Emilio Menéndez del Valle

Hace unos días informaba en estas páginas José María Sanguinetti, presidente de Uruguay, de la reciente constitución en su país del llamado Círculo de Montevideo. Personalidades diversas, tales como Jordi Pujol, Felipe González, Belisario Betancur, Manuel Marín, Michel Carridessus, Enrique Iglesias y el propio Sanguinetti, entre otros -todos ellos preocupados por el futuro de la humanidad- se han reunido con la sana y provocadora intención de pensar y ofrecer fórmulas sobre "los nuevos caminos de América Latina".El empeño es loable, culturalmente loable, porque tales iniciativas de reflexión conjunta y activa no suelen ser innatas en la latinidad. Aparte la excepción francesa -notable por sí misma hasta poder decirse de ella que constituye un hito civilizacional- son los sajones y nórdicos -y quienes de ellos son culturalmente tributarios normalmente a causa de la colonización- quienes se codean con este tipo de aventuras social-intelectuales con perseverancia y éxito destacados. Así se han consolidado en nuestra época proyectos señeros coordinados por Willy Brandt, Olof Palme, Julius Nyerere o Hasan bin Talal y han adquirido notoriedad internacional comisiones como la Independiente sobre Asuntos Humanitarios Internacionales o la de Gestión de Asuntos Públicos Mundiales.

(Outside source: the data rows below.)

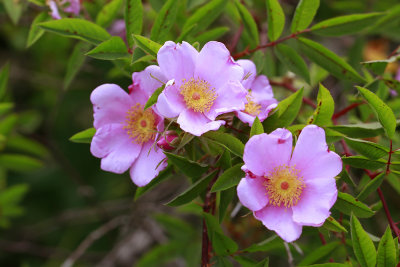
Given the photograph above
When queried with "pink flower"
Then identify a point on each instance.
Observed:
(125, 133)
(260, 98)
(289, 191)
(202, 86)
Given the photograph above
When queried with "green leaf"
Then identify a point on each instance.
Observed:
(348, 204)
(108, 13)
(113, 48)
(19, 163)
(329, 60)
(369, 149)
(293, 61)
(147, 45)
(77, 28)
(133, 19)
(345, 24)
(164, 21)
(35, 31)
(304, 15)
(386, 256)
(203, 17)
(276, 19)
(256, 128)
(286, 112)
(326, 105)
(84, 136)
(333, 225)
(363, 246)
(193, 191)
(249, 24)
(4, 74)
(383, 112)
(75, 62)
(228, 141)
(154, 97)
(188, 167)
(319, 253)
(363, 162)
(231, 177)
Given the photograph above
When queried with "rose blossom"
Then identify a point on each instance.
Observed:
(125, 133)
(286, 191)
(202, 85)
(260, 98)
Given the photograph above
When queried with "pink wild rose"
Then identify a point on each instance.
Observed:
(260, 98)
(287, 191)
(125, 133)
(202, 85)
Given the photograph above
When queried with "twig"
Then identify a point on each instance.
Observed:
(91, 238)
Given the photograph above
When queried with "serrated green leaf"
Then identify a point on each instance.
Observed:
(193, 191)
(333, 225)
(228, 141)
(293, 61)
(202, 18)
(386, 256)
(133, 19)
(256, 128)
(249, 24)
(108, 13)
(319, 253)
(113, 48)
(275, 18)
(286, 112)
(344, 25)
(348, 204)
(304, 15)
(363, 246)
(147, 45)
(231, 177)
(383, 112)
(77, 28)
(329, 60)
(84, 136)
(164, 21)
(326, 106)
(35, 31)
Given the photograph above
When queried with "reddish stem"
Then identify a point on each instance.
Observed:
(248, 51)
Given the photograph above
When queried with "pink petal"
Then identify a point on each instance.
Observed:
(113, 145)
(264, 152)
(145, 81)
(231, 97)
(110, 104)
(312, 157)
(177, 61)
(279, 219)
(215, 65)
(252, 193)
(317, 198)
(146, 166)
(170, 102)
(197, 123)
(250, 72)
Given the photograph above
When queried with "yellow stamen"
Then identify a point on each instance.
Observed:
(140, 124)
(251, 107)
(198, 94)
(284, 186)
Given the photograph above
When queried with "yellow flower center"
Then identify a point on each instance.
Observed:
(251, 107)
(140, 124)
(198, 94)
(284, 186)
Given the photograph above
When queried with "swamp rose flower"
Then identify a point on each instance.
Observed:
(125, 133)
(288, 191)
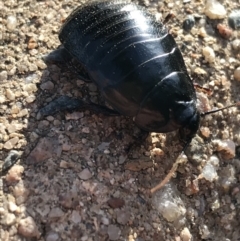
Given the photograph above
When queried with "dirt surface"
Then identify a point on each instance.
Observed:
(74, 178)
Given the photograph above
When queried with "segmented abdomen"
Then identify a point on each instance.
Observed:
(123, 48)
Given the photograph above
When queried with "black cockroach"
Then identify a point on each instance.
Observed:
(135, 63)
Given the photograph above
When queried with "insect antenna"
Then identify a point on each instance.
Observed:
(220, 109)
(180, 159)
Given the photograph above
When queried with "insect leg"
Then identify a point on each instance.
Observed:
(62, 57)
(64, 103)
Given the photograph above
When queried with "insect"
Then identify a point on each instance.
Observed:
(135, 63)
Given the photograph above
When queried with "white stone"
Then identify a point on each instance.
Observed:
(215, 10)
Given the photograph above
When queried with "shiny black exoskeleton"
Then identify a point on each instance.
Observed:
(135, 63)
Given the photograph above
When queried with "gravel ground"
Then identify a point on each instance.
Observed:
(74, 180)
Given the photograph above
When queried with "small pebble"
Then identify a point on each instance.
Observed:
(11, 23)
(28, 228)
(12, 206)
(204, 232)
(236, 44)
(85, 130)
(234, 19)
(85, 174)
(208, 54)
(123, 216)
(75, 217)
(188, 23)
(9, 219)
(10, 95)
(185, 235)
(224, 31)
(10, 144)
(3, 75)
(113, 232)
(226, 148)
(169, 204)
(209, 172)
(237, 74)
(205, 131)
(15, 173)
(215, 10)
(116, 202)
(11, 159)
(47, 85)
(52, 236)
(55, 213)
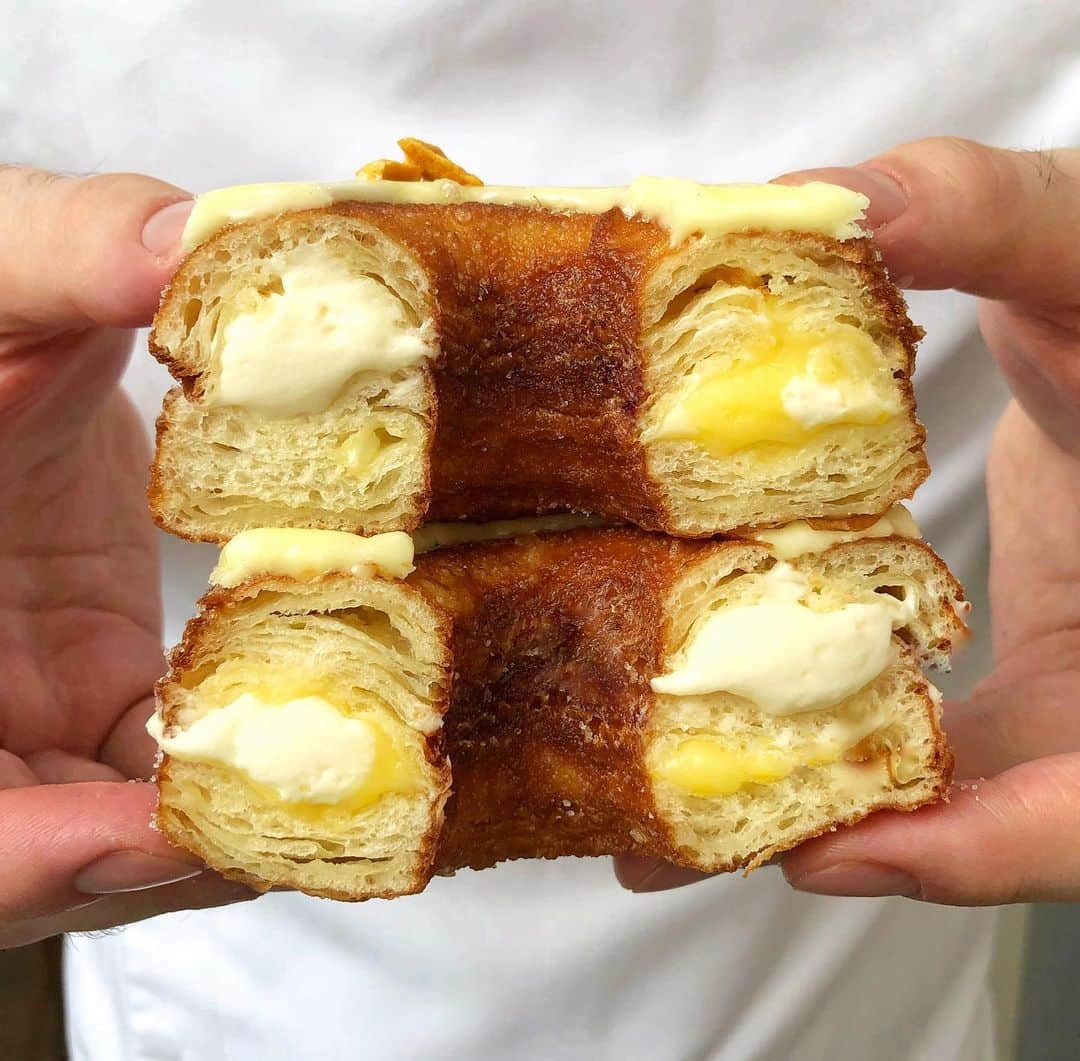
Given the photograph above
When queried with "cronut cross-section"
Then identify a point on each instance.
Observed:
(538, 698)
(368, 366)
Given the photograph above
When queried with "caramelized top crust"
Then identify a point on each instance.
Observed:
(540, 379)
(555, 641)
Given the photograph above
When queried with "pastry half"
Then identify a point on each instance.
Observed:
(373, 354)
(591, 692)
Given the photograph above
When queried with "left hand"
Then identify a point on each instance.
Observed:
(1000, 225)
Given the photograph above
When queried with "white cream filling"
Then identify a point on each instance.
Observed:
(799, 538)
(305, 749)
(291, 351)
(683, 206)
(304, 553)
(782, 655)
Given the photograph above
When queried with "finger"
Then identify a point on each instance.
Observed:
(104, 912)
(129, 748)
(14, 773)
(54, 766)
(1011, 838)
(64, 844)
(953, 213)
(76, 252)
(652, 874)
(1039, 353)
(1013, 724)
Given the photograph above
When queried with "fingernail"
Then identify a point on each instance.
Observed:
(887, 196)
(132, 871)
(858, 878)
(161, 233)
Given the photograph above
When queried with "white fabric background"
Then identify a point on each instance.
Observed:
(549, 961)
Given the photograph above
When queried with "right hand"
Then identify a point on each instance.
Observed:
(81, 264)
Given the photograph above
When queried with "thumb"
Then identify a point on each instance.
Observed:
(80, 252)
(63, 845)
(1010, 838)
(953, 213)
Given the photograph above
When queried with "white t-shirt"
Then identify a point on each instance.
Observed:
(549, 959)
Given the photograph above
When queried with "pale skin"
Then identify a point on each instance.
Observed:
(82, 263)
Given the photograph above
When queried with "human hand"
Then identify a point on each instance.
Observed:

De todo ello, salvo excepciones singulares, los españoles han estado ausentes.

Al parecer y según relata Sanguinetti, uno de los temas estrella del debate "a calzón quitado" fue el de la globalización introducido por Felipe González, quien habría insistido en que no se la puede controvertir: "Si ya nos perdimos la revolución industrial, no nos podemos perder la tecnológica".

La discusión sobre este asunto comienza a ser, afortunadamente, seria. Naturalmente, no es discutible el impacto de la tecnología y de la informática en la economía internacional de hoy en día, y sería absurdo oponerse a la revolución tecnológica, aunque destruya empleo. Sí es discutible, en cambio, el ritmo, la coyuntura, la dirección y la fiscalización democrática de la misma. No hay por qué aceptar la globalización y la liberalización económicas como un dogma universal o como un fin en sí mismo. Antes bien, hay que lograr convertirlas en instrumentos democráticamente ejercidos, con garantías revisables y no absolutas, pero garantías) sociales y laborales aplicables en las sociedades del Tercer Mundo (que son las que más pierden), pero también en las sociedades económicamente desarrolladas aunque dependientes.

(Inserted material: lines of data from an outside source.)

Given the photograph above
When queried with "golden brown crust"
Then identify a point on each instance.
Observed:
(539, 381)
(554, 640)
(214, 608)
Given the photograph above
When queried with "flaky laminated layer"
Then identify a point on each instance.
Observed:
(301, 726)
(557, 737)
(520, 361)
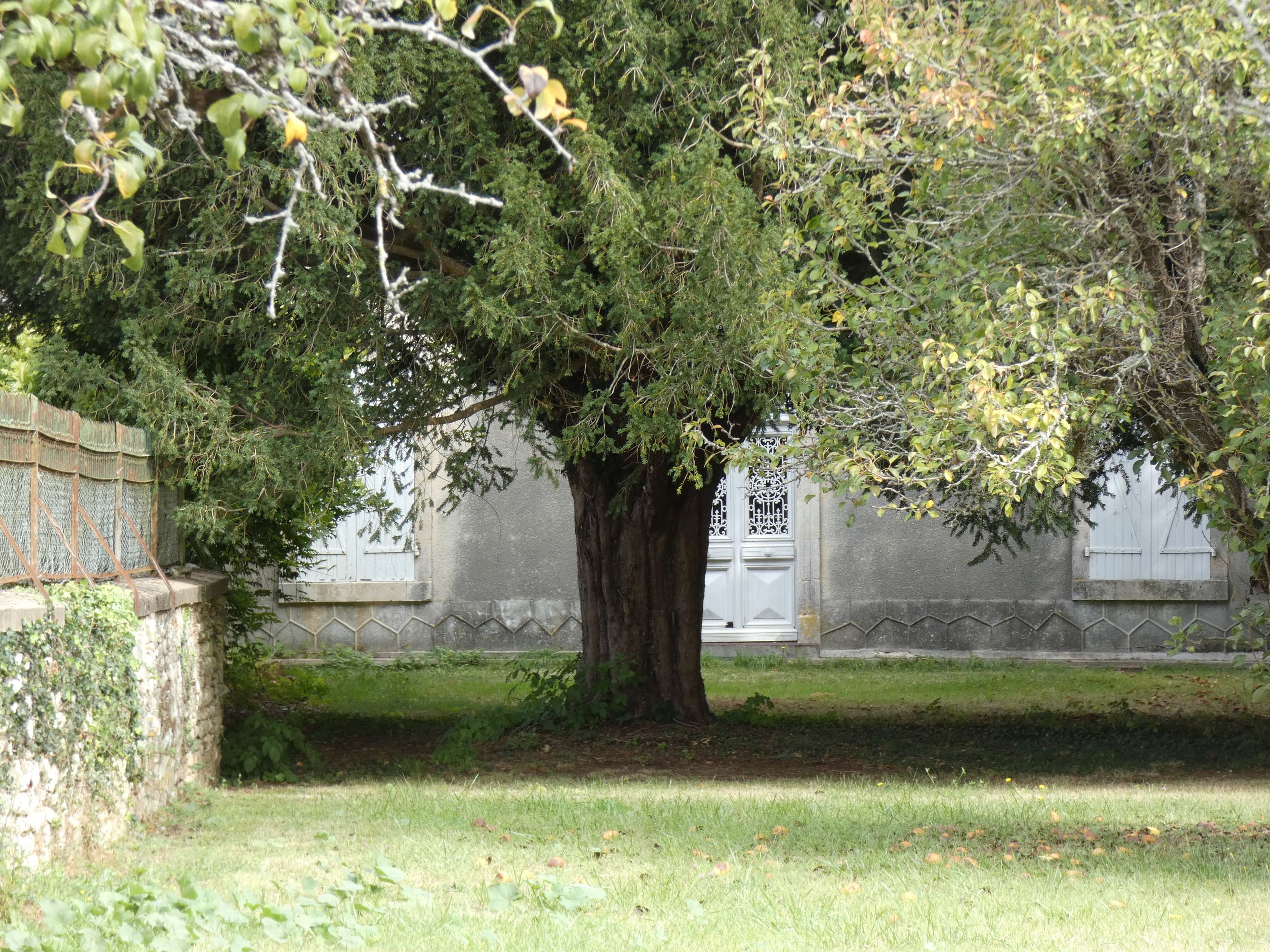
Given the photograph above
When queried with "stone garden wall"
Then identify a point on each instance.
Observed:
(107, 728)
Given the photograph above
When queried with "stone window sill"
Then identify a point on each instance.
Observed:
(1150, 591)
(346, 592)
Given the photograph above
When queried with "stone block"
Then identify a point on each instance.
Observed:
(416, 635)
(513, 614)
(311, 619)
(989, 611)
(550, 614)
(493, 636)
(352, 616)
(393, 615)
(835, 614)
(1105, 636)
(1035, 614)
(865, 614)
(529, 638)
(845, 638)
(1082, 615)
(1014, 635)
(295, 639)
(376, 638)
(334, 634)
(906, 611)
(1058, 634)
(1161, 612)
(928, 635)
(1127, 616)
(568, 636)
(456, 634)
(948, 610)
(970, 635)
(1150, 636)
(890, 635)
(1216, 614)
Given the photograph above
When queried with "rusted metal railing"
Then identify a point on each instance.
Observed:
(79, 499)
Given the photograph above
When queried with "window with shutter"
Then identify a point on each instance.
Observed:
(362, 549)
(1141, 531)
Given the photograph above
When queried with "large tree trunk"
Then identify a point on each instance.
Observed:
(642, 563)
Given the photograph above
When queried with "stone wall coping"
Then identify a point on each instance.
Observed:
(17, 608)
(346, 592)
(189, 588)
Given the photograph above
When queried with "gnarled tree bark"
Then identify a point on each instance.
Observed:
(642, 559)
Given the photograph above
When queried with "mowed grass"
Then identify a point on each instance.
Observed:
(991, 719)
(888, 806)
(710, 866)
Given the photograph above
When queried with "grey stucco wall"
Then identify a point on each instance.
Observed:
(501, 574)
(890, 559)
(511, 545)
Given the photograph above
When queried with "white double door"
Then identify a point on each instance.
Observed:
(1142, 530)
(751, 570)
(365, 549)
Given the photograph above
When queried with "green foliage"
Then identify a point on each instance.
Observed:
(1033, 237)
(136, 913)
(68, 691)
(266, 748)
(441, 658)
(756, 711)
(555, 700)
(252, 674)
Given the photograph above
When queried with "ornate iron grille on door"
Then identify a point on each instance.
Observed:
(79, 499)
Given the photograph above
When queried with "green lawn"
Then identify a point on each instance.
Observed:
(726, 838)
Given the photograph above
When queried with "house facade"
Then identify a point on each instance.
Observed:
(785, 572)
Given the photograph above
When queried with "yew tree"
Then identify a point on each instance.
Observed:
(604, 284)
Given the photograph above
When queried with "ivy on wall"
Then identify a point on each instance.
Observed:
(68, 692)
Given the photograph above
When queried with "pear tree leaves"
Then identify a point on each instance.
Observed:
(270, 56)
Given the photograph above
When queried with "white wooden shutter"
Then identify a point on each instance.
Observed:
(1143, 534)
(353, 554)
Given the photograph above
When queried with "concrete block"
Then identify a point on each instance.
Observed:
(865, 614)
(845, 638)
(1150, 636)
(393, 615)
(1058, 635)
(1035, 614)
(1014, 635)
(970, 635)
(416, 635)
(1105, 636)
(376, 638)
(906, 611)
(888, 635)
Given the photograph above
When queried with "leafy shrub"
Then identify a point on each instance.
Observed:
(253, 676)
(440, 658)
(345, 658)
(266, 748)
(757, 711)
(555, 700)
(138, 914)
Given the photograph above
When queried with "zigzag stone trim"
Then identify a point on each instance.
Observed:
(1018, 626)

Thomas Friedman, hablando de la integración de los mercados, de los flujos financieros, del comercio mundial y de la informática, esto es, de la globalización, se refiere a ella, con deje irónico, como El paradigma. Otro Thomas más significativo, Thomas Kuhn, escribe que el progreso intelectual y científico consiste en la sustitución de un paradigma -que ha resultado incapaz de explicar hechos nuevos- por otro que los explica de forma más satisfactoria. Está todavía por ver si la globalización entra en esa categoría paradigmática.

Cabe deducir, empero, que los hombres (¿dónde están las mujeres, por cierto?) reunidos en el estuario del Río de la Plata serán capaces de hacer pasar por el tamiz de la racionalidad lo que muchos pretenden hacer pasar por un axioma. Convencido estoy de que así será, sabiendo que varios de los integrantes del Círculo de Montevideo son también socios promotores de la recién estrenada Fundación Comillas, otra excepción latina -está radicada en el norte de España- que pretende, al igual que Helmut, Schmidt, lograr que, al menos, la globalización vaya inseparablemente unida a una ética global.